Outsider de la Playstation 3, souvent éclipsé par les Killzone et autres Call of Duty, la franchise Resistance reste pourtant une excellente série qui se démarque par son ambiance unique. Après un second épisode qui s'inspirait largement du film Cloverfield, le troisième lorgne davantage du côté du road-movie post-apocalyptique : dans les mégalopoles désertées, personne ne vous entendra crier.

1917, les tsaristes russes renversent les bolchéviques, la Seconde Guerre mondiale n'aura jamais lieu. 1951, l’Europe est envahie par les Chimères, des êtres humains contaminés par un virus extraterrestre. 1953, les Etats-Unis, dernier bastion de l'humanité, sont renversés. Seulement 10 % de l'espèce humaine a survécu. Désormais, elle se cache dans les sous-sols et tente de ne pas se faire massacrer par les patrouilles. Héros déchu, Joseph Capelli va tenter de rejoindre New York pour sauver ce qui reste de son monde.

Résolument à part, la saga Resistance demeure une valeur sûre grâce à son uchronie originale et son univers qui sort de l'ordinaire. Ce troisième épisode ne fera pas mentir les habitudes. Cependant, cette fois-ci, point de centaines de soldats qui s'unissent pour lutter contre des colosses gigantesques. Le salut ne viendra que d'un seul homme, perdu dans une Amérique post-apocalyptique. L'atmosphère pesante se fait ressentir à chaque coin de rue, rappelant parfois la saga Alien. Les passages dans les entrepôts plongés dans le noir demeurent toujours aussi stressants et ne manqueront pas de faire hurler les plus peureux. Cette sensation de tension omniprésente se retrouve renforcée par des décors et environnements vivants, où les créatures et animaux apparaissent au second plan et vaquent à leur occupation. Graphiquement, bien que le jeu ne soit pas impressionnant, les bases restent solides et se distinguent par une profusion de détails.

OLD SCHOOL !

Face à un marché ultra concurrentiel, Resistance 3 fait le pari de la vieille école et renoue avec des mécaniques de jeux que l'on pensait révolues. Ainsi, contrairement aux habitudes, la barre de vie ne se rechargera pas automatiquement. Il faudra donc retrouver ces bons vieux kits de soin, tout en espérant ne pas tomber dans une embuscade lorsque la santé vacille.

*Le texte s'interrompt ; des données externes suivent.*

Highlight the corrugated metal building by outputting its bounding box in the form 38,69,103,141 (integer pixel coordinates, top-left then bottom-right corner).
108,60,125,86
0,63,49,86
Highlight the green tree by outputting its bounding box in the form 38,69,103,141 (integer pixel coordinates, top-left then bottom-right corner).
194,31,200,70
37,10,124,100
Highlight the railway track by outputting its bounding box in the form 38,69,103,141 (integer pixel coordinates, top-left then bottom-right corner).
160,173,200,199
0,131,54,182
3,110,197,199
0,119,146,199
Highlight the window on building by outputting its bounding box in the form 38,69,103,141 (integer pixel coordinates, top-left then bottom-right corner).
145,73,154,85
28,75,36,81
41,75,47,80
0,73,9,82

Un choix à contre-courant qui contribue à accroitre cette tension qui caractérise le jeu, tout en déclenchant un sentiment de fierté lorsque l'on ressort vivant d'une bataille épique. Par ailleurs, il est possible de porter les 12 armes du jeu en même temps. Néanmoins, pour ne pas tomber dans le cliché du tank humain indestructible, les munitions se font rares et demanderont une gestion rigoureuse. Toutes complémentaires et originales, les armes se révèlent particulièrement jouissives à utiliser et évolueront suivant leur fréquence d’utilisation.

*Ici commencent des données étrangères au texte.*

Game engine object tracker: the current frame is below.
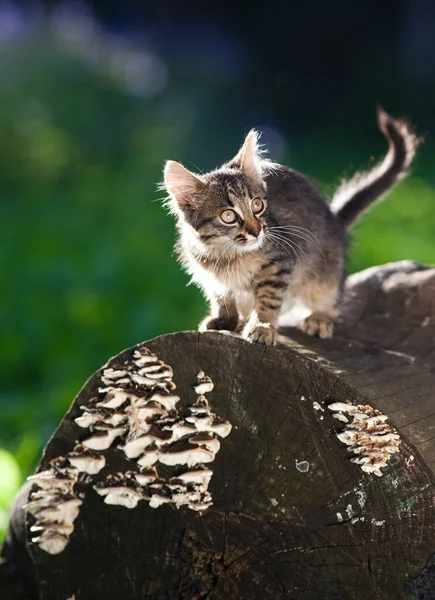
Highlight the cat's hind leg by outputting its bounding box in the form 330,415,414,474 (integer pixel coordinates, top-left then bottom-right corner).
301,310,337,338
297,281,340,339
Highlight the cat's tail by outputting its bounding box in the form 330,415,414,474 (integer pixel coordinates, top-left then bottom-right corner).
330,107,422,229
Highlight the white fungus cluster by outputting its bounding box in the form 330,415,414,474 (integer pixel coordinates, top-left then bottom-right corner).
94,358,231,512
25,347,232,555
95,465,214,512
328,401,400,476
24,458,82,555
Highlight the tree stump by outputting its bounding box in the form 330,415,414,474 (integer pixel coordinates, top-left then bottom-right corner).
2,260,435,600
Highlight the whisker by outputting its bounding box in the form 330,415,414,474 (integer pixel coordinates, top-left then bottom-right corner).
276,230,321,248
267,234,301,268
212,241,233,275
223,246,238,291
269,224,321,243
268,227,324,260
268,226,323,251
272,231,325,258
268,232,307,264
268,237,300,269
269,233,304,264
187,162,205,175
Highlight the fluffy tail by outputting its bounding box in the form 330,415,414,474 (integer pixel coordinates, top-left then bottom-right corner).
330,107,421,229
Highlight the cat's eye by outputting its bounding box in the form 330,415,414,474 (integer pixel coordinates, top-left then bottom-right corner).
221,209,237,224
251,198,265,214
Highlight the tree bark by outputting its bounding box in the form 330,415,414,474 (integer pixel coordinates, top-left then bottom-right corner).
2,260,435,600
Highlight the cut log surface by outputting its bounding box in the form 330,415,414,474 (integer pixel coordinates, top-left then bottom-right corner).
2,260,435,600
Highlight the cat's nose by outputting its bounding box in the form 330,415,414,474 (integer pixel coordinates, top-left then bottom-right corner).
245,219,261,238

Classique, honnête et solide.

Loin d'être intelligents, les ennemis compensent leurs lacunes par leur grand nombre. Ainsi, chaque combat se transformera rapidement en joute intense où chaque mauvaise décision se paye lourdement. Les niveaux relativement ouverts permettent d'opter pour plusieurs stratégies, bien que les attaques kamikazes ne soient jamais payantes. Cette variété offre une "re-jouabilité" bienvenue qui s’associe à une bonne durée de vie. Comptez entre 9 et 10 heures avant de voir une fin qui se révèle frustrante. Les plus courageux pourront toujours refaire les niveaux en coopérations avec un ami, mais aussi en utilisant la maniabilité au Playstation Move. De plus, comme c'est désormais la tradition pour les productions de Sony, le jeu est compatible avec les télévisions en 3D relief. Enfin, le multi-joueurs promet déjà de longues heures de combat en ligne et surprend par son efficacité.

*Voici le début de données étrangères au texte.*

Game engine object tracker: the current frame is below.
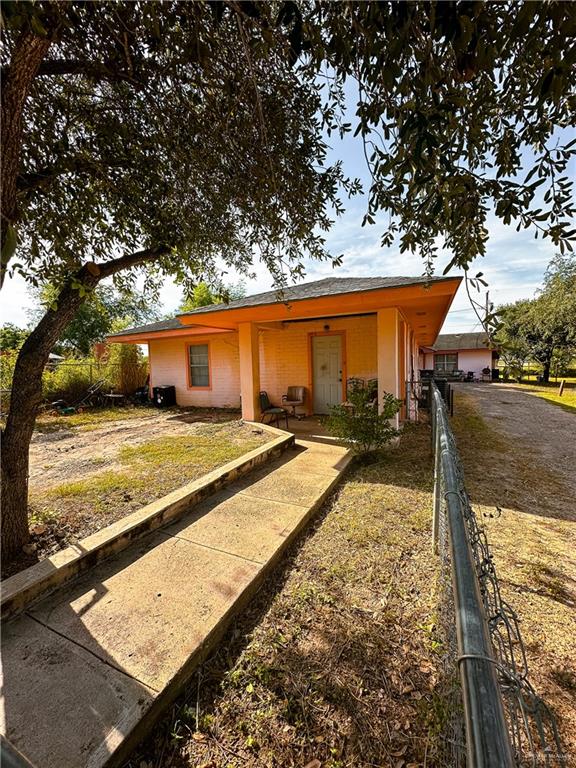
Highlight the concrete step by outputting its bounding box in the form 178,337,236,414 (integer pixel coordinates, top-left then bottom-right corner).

Au final, loin d'être un chef d’œuvre ou un uppercut explosif, Resistance 3 demeure un classique divertissement. Honnête et solide, il ne prend jamais son joueur pour un cowboy décérébré et ne le plonge pas dans un conflit incompréhensible. Grâce à son ambiance unique, sa relative liberté et son petit côté vieille école, Resistance 3 conviendra à tous les adeptes des jeux de tirs scénarisés, soucieux de retrouver un peu d'originalité.